AFP Students dressed in black take a selfie next to an image of Thomas Sankara, a pan-Africanist icon, at the University Thomas Sankara near Ouagadougou in Burkina Faso on 15 October 2021AFP

Thomas Sankara dominated Burkina Faso from 1983 till his assassination in 1987

James stated the jihadists additionally expressed the view that if Sankara and Nkrumah had “lived long”, after “the whole of Africa would have been a better place – nobody would have travelled from Africa to the West. People would have been travelling from the West to Africa”.

James, unemployed on the era, stated their rhetoric was once robust, and simplest “strength of heart” avoided him from becoming a member of their ranks.

On how precisely he was once captured, James stated that two Muslim pals have been travelling with him on the era, promising to introduce him to a Muslim religious chief in Senegal who may just pray for him and enhance his fortunes.

All 3 of them have been intercepted by means of the jihadists as they have been coming to the tip of the primary leg in their commute, he stated.

James added one in every of his pals was once shot lifeless as he tried to elude, past his alternative buddy was once focused on him to the camp.

James stated the commander didn’t drop his buddy, making him concern that he were pressured to tied the jihadists – or was once lifeless.

“The commander told me that: ‘I will let you go if you assure me you will get me more fighters’,” James stated.

He added that ahead of riding him to a bus rank and giving him the fare for the commute again house, the insurgents gave him a touch quantity to conserve in contact, however, James stated, he by no means did and altered his quantity.

In line with James, the jihadists additionally gave him charms, which supposedly had supernatural powers.

Once more, many alternative jihadists abjure the virtue of amulets, believing them to be opposite to the lessons of Islam.

James confirmed the BBC the amulets, which have been product of chicken feathers, animal skins and herbs, coated in leather-based and material.

They integrated one that the jihadists falsely instructed him introduced coverage from bullets.

James stated he by no means were given the influence that the insurgents sought after to destabilise Ghana, visual it because the “safest place” to cover when below drive from Burkina Faso’s army.

Their center of attention was once on waging an insurgency in international locations the place France and america “exists”, believing that those two international locations exploit Africa’s sources, to the detriment of its family, James stated. That is denied by means of each international locations.

AFP Ghanaian soldiers take part in a counter-terrorism training session during the Flintlock 2023 military training hosted by the International Counter-Terrorism Academy with United States Special Forces in Daboya, in the Savannah region of Ghana, on 11 March 2023AFP

Ghana’s army has to this point have shyed away from combat with the insurgents

Ghana-based safety analyst Adib Saani expressed fear in regards to the rising insurgency in West Africa, and stated he didn’t see an army strategy to it.

“We need to go beyond the militarised posture.

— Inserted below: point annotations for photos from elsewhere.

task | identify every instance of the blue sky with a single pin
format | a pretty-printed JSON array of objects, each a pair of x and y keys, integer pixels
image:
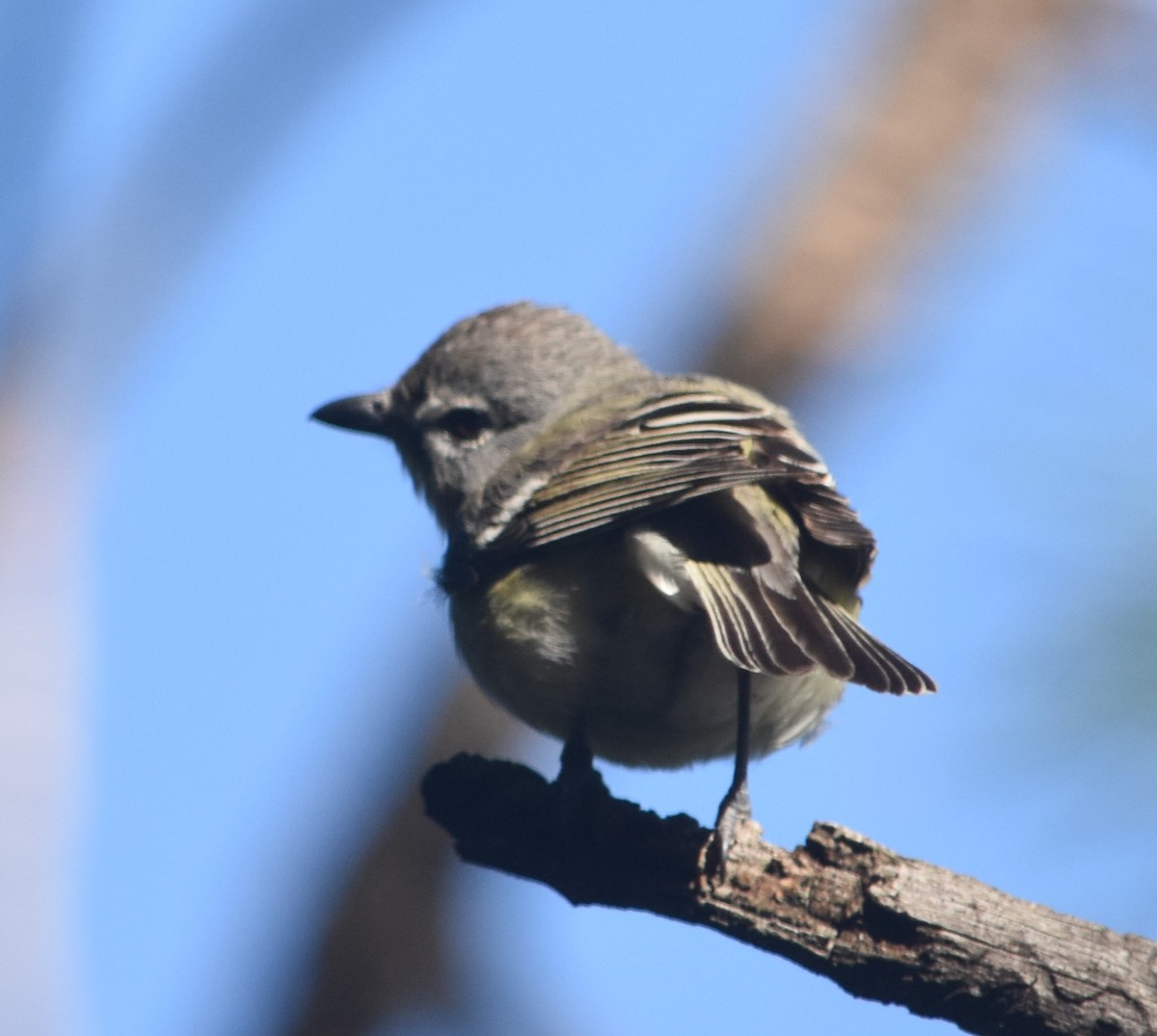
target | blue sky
[{"x": 261, "y": 640}]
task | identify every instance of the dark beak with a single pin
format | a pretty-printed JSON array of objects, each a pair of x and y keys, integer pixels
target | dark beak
[{"x": 360, "y": 412}]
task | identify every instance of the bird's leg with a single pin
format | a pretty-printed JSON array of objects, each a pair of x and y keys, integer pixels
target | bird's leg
[
  {"x": 736, "y": 805},
  {"x": 578, "y": 775}
]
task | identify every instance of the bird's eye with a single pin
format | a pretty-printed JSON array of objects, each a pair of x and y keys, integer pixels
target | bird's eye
[{"x": 464, "y": 423}]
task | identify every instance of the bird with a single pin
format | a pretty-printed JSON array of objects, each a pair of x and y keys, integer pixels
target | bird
[{"x": 657, "y": 569}]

We must address the socio-economic and geopolitical deficits that are creating the environment for terrorism to strive,” he instructed the BBC.

Ghana’s Nationwide Fee for Civic Schooling has been sporting out a folk consciousness marketing campaign dubbed “see something, say something” to inspire citizens within the north to record suspicious task.

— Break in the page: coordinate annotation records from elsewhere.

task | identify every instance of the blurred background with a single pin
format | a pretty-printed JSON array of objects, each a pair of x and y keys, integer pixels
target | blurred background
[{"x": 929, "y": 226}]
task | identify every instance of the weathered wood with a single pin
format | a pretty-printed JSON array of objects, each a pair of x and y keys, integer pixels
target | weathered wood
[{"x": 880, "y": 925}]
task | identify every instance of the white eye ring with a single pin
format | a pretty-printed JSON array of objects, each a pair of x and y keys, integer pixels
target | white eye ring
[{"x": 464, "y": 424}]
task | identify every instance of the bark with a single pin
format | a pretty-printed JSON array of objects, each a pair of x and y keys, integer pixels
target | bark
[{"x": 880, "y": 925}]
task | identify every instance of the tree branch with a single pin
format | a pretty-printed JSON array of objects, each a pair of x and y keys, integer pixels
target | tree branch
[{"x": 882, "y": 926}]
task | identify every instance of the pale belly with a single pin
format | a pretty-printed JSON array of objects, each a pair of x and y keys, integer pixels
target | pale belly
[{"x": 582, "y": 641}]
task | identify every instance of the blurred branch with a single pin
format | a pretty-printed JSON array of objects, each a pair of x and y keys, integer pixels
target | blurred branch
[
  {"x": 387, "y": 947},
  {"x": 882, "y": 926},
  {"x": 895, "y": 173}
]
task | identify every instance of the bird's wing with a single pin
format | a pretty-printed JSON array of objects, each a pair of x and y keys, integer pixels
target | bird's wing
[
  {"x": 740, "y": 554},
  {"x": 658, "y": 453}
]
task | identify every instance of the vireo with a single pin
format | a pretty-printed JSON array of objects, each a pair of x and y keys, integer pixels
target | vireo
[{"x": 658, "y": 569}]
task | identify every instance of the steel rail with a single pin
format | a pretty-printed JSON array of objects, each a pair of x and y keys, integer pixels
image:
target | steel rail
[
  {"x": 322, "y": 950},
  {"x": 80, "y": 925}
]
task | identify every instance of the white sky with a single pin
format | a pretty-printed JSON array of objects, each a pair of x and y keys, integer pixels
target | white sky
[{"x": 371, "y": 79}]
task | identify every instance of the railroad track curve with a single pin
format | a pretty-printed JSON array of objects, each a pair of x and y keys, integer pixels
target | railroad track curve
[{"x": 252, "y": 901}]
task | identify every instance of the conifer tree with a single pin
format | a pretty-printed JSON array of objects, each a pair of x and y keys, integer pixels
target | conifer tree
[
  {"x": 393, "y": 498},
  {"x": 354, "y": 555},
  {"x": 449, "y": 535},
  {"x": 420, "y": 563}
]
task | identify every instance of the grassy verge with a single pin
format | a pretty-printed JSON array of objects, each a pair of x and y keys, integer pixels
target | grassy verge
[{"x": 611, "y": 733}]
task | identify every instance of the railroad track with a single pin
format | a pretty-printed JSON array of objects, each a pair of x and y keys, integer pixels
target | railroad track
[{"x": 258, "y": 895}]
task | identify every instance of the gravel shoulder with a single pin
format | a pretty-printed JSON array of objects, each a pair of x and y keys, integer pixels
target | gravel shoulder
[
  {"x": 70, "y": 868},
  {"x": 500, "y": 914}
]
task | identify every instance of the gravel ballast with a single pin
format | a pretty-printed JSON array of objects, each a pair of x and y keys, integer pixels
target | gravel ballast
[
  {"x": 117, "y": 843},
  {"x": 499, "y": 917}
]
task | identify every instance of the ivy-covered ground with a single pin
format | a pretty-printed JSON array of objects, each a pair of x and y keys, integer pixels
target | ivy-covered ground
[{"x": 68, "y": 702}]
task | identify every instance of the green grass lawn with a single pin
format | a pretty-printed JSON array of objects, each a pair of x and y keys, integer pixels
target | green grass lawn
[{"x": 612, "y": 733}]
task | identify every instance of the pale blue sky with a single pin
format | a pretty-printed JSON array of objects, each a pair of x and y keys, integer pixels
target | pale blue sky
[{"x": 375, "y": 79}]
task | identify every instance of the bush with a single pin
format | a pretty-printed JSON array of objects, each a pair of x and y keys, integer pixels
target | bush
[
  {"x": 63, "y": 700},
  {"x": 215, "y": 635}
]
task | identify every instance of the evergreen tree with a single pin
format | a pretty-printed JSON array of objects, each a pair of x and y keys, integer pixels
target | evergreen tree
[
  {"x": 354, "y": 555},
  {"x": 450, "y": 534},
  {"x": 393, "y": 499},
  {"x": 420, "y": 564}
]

The marketing campaign has additionally been prolonged to Accra, to teach younger family in regards to the risks of jihadism.

The fee’s Mr Agbanu instructed the BBC that the marketing campaign was once important as Ghanaians have been prone to recruitment.

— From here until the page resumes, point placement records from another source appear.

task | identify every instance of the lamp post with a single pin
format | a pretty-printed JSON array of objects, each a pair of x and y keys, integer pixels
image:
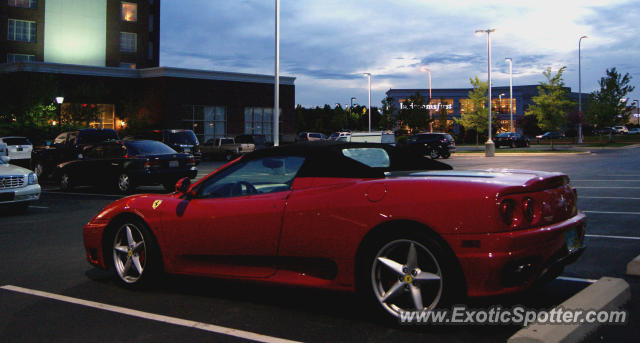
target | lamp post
[
  {"x": 368, "y": 75},
  {"x": 489, "y": 146},
  {"x": 580, "y": 90},
  {"x": 428, "y": 71},
  {"x": 276, "y": 100},
  {"x": 59, "y": 101},
  {"x": 511, "y": 127}
]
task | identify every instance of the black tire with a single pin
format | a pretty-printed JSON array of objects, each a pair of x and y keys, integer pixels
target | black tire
[
  {"x": 65, "y": 182},
  {"x": 121, "y": 253},
  {"x": 372, "y": 275},
  {"x": 125, "y": 184}
]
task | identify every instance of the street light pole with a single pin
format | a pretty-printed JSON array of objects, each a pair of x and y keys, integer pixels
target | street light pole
[
  {"x": 490, "y": 147},
  {"x": 512, "y": 128},
  {"x": 425, "y": 69},
  {"x": 276, "y": 101},
  {"x": 580, "y": 90},
  {"x": 368, "y": 75}
]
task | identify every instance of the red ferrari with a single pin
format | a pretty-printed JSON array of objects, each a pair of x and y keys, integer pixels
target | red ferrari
[{"x": 404, "y": 231}]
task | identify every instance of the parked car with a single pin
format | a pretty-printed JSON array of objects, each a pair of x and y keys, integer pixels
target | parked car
[
  {"x": 550, "y": 135},
  {"x": 404, "y": 231},
  {"x": 511, "y": 139},
  {"x": 432, "y": 144},
  {"x": 225, "y": 148},
  {"x": 310, "y": 137},
  {"x": 66, "y": 146},
  {"x": 259, "y": 141},
  {"x": 634, "y": 131},
  {"x": 18, "y": 186},
  {"x": 124, "y": 165},
  {"x": 19, "y": 149},
  {"x": 604, "y": 131},
  {"x": 621, "y": 129},
  {"x": 180, "y": 140}
]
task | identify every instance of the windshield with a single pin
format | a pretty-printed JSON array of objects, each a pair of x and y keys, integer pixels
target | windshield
[
  {"x": 148, "y": 148},
  {"x": 16, "y": 141},
  {"x": 182, "y": 137}
]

“There’s a high rate of corruption, unequal development across the country, and huge youth unemployment,” he stated.

James, who’s now a subsistence farmer, stated that he was once simply relieved to be alive because the jihadist commander had instructed him that he was once making an exception by means of liberating him as a result of usually it was once “either your dead body that will go home or nobody will ever hear of you again”.